The duplication of the line took place in five small sections under the SBB: the Oerlikon–Glattbrugg double track was opened on 30 September 1979 and the Niederglatt–Bülach double track followed on 1 June 1980. Then followed the Oberglatt–Niederglatt double track on 25 September 1983, the Glattbrugg–Rümlang section on 28 August 1984 and finally the commissioning of the Rümlang–Oberglatt double track on 3 April 1985; since then the line has been consistently double-track.

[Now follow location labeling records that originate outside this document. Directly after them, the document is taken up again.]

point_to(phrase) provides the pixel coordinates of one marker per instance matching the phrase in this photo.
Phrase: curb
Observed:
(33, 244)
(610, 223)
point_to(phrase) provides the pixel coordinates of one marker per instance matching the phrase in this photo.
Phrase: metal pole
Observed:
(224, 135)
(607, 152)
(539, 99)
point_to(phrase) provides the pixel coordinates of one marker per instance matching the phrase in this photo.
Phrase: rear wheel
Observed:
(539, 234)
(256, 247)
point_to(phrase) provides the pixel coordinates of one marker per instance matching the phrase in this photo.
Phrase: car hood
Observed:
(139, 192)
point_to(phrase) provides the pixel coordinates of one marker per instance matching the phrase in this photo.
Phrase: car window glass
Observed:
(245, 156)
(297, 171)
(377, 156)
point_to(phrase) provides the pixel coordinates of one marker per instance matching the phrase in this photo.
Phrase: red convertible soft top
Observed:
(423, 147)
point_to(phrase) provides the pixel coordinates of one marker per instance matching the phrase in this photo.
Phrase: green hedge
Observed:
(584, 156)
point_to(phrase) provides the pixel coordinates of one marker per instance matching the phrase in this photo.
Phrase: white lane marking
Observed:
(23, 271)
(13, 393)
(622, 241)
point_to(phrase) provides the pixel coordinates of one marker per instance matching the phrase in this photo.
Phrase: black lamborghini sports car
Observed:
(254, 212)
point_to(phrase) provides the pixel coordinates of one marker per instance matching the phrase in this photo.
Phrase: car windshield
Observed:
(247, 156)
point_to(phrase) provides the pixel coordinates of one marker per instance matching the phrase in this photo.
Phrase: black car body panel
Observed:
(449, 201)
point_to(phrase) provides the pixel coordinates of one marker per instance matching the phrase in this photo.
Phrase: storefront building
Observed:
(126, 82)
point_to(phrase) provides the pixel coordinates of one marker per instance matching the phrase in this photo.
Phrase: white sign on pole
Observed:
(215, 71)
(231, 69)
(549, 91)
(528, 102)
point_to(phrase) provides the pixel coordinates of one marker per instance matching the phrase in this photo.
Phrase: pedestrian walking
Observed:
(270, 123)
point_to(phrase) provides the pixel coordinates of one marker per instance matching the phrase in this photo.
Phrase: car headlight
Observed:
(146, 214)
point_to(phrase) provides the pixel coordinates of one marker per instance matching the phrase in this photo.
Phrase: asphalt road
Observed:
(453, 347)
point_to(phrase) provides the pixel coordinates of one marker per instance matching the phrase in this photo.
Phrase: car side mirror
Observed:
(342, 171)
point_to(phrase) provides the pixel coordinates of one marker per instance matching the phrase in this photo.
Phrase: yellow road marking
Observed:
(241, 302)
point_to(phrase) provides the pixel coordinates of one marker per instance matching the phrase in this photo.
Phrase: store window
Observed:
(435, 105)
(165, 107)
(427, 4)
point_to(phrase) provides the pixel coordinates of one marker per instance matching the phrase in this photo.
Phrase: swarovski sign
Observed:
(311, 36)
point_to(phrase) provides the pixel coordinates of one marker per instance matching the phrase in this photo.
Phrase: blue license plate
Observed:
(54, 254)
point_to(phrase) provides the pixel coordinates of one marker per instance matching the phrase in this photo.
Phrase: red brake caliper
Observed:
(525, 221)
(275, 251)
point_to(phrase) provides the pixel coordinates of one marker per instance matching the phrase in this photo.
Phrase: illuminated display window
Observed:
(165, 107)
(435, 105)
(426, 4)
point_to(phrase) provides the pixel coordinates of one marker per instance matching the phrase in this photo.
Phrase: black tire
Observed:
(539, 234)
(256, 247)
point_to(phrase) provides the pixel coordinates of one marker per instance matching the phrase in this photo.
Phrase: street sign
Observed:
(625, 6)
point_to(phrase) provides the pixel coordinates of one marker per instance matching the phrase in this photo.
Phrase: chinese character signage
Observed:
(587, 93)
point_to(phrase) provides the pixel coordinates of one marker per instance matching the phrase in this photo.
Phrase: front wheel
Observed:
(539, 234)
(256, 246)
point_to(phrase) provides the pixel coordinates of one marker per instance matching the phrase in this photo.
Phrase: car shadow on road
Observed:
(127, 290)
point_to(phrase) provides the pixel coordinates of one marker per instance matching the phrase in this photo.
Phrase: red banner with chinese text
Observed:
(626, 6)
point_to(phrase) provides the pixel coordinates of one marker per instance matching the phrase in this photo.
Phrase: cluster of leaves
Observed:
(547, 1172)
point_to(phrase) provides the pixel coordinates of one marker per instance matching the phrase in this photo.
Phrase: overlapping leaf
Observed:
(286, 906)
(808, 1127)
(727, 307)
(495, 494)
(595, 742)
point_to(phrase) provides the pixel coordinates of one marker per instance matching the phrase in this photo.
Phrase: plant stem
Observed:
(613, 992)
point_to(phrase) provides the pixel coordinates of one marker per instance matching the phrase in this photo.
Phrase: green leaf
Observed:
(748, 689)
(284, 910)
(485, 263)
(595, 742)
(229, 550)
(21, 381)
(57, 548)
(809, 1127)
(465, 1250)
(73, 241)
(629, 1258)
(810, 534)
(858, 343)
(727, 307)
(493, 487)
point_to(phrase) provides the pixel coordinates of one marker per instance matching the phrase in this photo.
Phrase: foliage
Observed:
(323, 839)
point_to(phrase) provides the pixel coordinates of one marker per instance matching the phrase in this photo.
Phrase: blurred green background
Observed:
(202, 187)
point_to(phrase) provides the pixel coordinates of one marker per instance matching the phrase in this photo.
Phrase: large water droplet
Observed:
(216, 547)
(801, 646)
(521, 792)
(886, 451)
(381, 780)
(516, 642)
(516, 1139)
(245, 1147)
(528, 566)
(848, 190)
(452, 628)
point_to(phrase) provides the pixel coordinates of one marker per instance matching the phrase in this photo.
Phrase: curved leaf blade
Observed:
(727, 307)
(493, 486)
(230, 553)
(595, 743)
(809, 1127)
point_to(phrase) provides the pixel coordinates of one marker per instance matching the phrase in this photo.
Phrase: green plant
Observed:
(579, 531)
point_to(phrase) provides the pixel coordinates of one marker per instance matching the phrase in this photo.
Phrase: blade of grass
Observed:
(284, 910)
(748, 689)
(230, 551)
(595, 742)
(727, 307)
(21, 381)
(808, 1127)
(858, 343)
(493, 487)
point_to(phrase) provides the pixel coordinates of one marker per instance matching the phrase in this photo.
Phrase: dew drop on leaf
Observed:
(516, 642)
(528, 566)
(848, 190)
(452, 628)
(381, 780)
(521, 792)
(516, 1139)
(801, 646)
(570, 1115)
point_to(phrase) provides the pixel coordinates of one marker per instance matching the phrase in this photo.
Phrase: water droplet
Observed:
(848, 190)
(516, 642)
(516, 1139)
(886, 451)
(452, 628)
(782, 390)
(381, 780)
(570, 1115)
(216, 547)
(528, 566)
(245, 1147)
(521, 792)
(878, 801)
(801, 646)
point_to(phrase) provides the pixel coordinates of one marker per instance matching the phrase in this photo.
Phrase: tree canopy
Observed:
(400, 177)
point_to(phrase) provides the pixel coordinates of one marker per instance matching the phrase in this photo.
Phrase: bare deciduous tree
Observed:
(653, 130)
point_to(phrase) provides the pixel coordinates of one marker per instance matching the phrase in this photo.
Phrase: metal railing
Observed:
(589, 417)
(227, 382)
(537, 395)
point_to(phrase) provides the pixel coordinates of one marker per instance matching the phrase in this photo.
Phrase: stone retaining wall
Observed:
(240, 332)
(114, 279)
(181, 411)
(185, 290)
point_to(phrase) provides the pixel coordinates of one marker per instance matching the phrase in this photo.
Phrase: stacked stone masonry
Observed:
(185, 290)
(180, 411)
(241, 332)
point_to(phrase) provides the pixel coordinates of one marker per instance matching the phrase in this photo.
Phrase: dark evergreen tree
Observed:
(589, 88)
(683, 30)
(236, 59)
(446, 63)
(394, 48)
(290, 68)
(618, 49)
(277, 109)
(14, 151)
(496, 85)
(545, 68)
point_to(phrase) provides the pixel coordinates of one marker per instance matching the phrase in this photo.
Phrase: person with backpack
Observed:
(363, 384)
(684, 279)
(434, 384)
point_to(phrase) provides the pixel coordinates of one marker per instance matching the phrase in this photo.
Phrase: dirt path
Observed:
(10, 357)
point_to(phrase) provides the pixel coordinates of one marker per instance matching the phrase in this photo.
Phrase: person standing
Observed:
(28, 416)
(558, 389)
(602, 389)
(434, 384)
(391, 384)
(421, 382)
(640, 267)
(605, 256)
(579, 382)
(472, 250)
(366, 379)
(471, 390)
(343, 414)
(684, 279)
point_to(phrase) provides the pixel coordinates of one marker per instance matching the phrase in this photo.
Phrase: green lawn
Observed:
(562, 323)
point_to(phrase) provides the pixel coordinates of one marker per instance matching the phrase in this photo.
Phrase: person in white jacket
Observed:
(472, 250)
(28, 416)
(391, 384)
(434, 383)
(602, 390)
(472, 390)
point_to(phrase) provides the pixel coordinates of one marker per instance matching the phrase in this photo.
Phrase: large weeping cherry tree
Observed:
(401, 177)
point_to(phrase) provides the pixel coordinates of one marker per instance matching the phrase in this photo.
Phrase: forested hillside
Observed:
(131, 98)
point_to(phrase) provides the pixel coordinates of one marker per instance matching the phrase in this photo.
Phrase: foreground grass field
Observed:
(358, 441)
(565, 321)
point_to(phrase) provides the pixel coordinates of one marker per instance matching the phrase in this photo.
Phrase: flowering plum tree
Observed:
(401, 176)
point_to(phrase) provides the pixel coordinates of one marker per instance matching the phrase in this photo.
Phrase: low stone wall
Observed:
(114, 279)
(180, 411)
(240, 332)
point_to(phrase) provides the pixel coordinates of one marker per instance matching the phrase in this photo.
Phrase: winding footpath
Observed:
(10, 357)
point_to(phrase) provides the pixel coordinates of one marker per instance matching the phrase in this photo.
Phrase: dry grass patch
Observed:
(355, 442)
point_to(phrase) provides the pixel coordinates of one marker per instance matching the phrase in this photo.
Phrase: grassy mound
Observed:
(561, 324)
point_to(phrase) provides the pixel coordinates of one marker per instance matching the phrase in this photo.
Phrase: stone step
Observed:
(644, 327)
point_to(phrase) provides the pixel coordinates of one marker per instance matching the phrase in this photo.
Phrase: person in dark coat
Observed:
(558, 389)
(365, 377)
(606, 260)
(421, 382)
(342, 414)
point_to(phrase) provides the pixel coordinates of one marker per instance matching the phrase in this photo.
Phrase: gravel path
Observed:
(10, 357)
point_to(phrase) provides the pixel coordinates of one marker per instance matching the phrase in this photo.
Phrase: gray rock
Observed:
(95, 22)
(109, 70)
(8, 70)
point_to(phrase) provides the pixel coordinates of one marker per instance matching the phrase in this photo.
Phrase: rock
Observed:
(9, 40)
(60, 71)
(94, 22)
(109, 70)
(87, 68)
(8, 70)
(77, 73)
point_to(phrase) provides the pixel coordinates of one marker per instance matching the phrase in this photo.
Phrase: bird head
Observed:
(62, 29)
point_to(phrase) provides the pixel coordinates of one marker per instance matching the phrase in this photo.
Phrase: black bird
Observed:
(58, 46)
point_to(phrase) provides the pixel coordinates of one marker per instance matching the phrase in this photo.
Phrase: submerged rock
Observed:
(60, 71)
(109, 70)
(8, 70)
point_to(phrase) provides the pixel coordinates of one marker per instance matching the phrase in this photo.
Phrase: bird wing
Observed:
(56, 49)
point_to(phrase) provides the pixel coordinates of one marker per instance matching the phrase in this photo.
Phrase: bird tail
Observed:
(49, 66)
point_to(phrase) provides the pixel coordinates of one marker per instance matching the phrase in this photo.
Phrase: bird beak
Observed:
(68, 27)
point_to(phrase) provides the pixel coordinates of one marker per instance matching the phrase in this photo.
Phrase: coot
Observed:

=== Upgrade of the line in Oberhauserriet ===
Construction work began in the mid-1970s in the Oberhauserriet area, as a result of which the approximately two and a half kilometre-long section between Oerlikon and Opfikon has changed profoundly. This section includes the single-track Oerlikon–Glattbrugg line (from 1865), the Oerlikon–Schärenmoos (near Opfikon) line (from 1881) with the associated connecting curves of Oerlikon–Seebach (from 1909) and Seebach–Schärenmoos (1877–1909, reactivated in 1939) and the Seebach substation and converter of the SBB, which supplies the Zürich rail junction with traction current. Since the reconstruction, there have been six tracks arranged as the Oerlikon–Glattbrugg and Oerlikon–Opfikon–Riet double-track lines (with separately managed tracks) as well as the new double-track airport line between Oerlikon and the Dorfnest passing loop at Kloten. A seventh track was built for freight trains as part of the access route to the Limmattal marshalling yard and replaced the former Seebach–Schärenmoos connecting curve. Opfikon station replaced Schärenmoos station on the line to Kloten. Most of the new system of tracks were taken into service on 30 September 1979 and the airport line followed on 1 June 1980.

== Oberglatt–Dielsdorf railway ==

The branch line from Oberglatt to Dielsdorf was extended by the NOB on 12 August 1891 as part of the so-called Wehntalbahn (Wehntal Railway) to Niederweningen. The Wehntal Railway was the second-last line of the SBB with commercial passenger traffic to be electrified with electric operations beginning on 28 May 1960. Most sidings were removed in the 1980s and since then train crossings on the single-track line can only be made at Dielsdorf. The line is served by regional traffic and, since 27 May 1990, only by Zürich S-Bahn services.